Los líderes europeos presionan contra la ley MATCH, una norma estadounidense que restringiría la exportación de herramientas de fabricación de chips de generaciones anteriores a China. El CEO de ASML, Christophe Fouquet, señaló que China solo puede comprar máquinas de litografía ultravioleta profunda enviadas por primera vez hace una década. La ley ahora prohibiría esas mismas máquinas. Europa lo ve como una intromisión que daña su propia industria de semiconductores. Las tensiones aumentan mientras Bruselas considera medidas de represalia para proteger su soberanía tecnológica.


Es una buena pelea. Europa finalmente despierta. Estados Unidos ha manejado las exportaciones de chips durante demasiado tiempo. ¿Y el objetivo? Máquinas que ya tienen una década de antigüedad. Eso no es tecnología de punta. Son herramientas del pasado. Prohibirlas no detiene el avance de China. Solo perjudica a empresas europeas como ASML que las venden.

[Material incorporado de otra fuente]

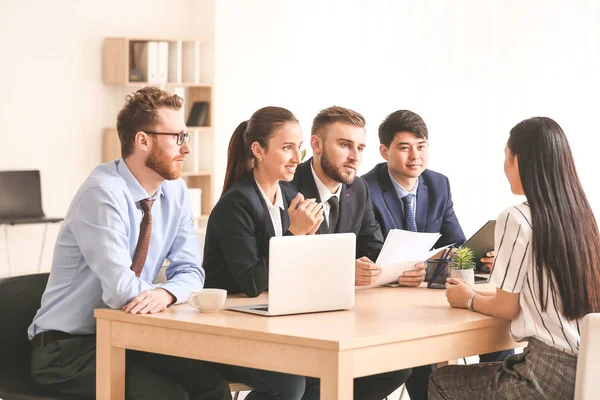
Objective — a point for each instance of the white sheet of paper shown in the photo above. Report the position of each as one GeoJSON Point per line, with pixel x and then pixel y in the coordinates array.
{"type": "Point", "coordinates": [401, 251]}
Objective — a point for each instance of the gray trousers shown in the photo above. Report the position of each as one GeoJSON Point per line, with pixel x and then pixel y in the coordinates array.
{"type": "Point", "coordinates": [540, 372]}
{"type": "Point", "coordinates": [69, 367]}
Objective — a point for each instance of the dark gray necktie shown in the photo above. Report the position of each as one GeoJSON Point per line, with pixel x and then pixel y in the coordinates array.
{"type": "Point", "coordinates": [409, 212]}
{"type": "Point", "coordinates": [334, 213]}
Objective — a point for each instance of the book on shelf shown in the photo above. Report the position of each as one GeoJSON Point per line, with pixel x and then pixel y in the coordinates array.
{"type": "Point", "coordinates": [145, 60]}
{"type": "Point", "coordinates": [198, 114]}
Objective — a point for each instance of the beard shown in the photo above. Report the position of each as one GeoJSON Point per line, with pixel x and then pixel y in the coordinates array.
{"type": "Point", "coordinates": [336, 173]}
{"type": "Point", "coordinates": [160, 162]}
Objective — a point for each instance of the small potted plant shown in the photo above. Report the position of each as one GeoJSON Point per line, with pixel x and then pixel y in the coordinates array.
{"type": "Point", "coordinates": [462, 265]}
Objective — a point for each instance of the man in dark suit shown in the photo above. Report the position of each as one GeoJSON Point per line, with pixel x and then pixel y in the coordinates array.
{"type": "Point", "coordinates": [403, 191]}
{"type": "Point", "coordinates": [406, 195]}
{"type": "Point", "coordinates": [338, 140]}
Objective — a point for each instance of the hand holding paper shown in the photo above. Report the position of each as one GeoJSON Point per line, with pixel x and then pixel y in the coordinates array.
{"type": "Point", "coordinates": [401, 251]}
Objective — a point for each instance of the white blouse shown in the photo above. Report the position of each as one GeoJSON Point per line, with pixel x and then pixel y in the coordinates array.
{"type": "Point", "coordinates": [514, 271]}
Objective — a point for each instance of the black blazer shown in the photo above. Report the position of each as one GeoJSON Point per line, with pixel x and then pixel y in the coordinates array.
{"type": "Point", "coordinates": [236, 249]}
{"type": "Point", "coordinates": [356, 211]}
{"type": "Point", "coordinates": [435, 210]}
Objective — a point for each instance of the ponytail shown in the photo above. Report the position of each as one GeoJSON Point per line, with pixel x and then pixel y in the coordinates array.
{"type": "Point", "coordinates": [237, 157]}
{"type": "Point", "coordinates": [259, 128]}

Veo esto como una evolución necesaria. El mundo es multipolar. Las cadenas de suministro tecnológico deberían reflejarlo. Europa tiene talento e industria para valerse por sí misma. Al oponerse, no busca pelear con EE.UU., sino defender sus propios intereses. Eso es sano. Obliga a todos a repensar alianzas y dependencias. El futuro de los chips no se trata de control, sino de colaboración entre iguales.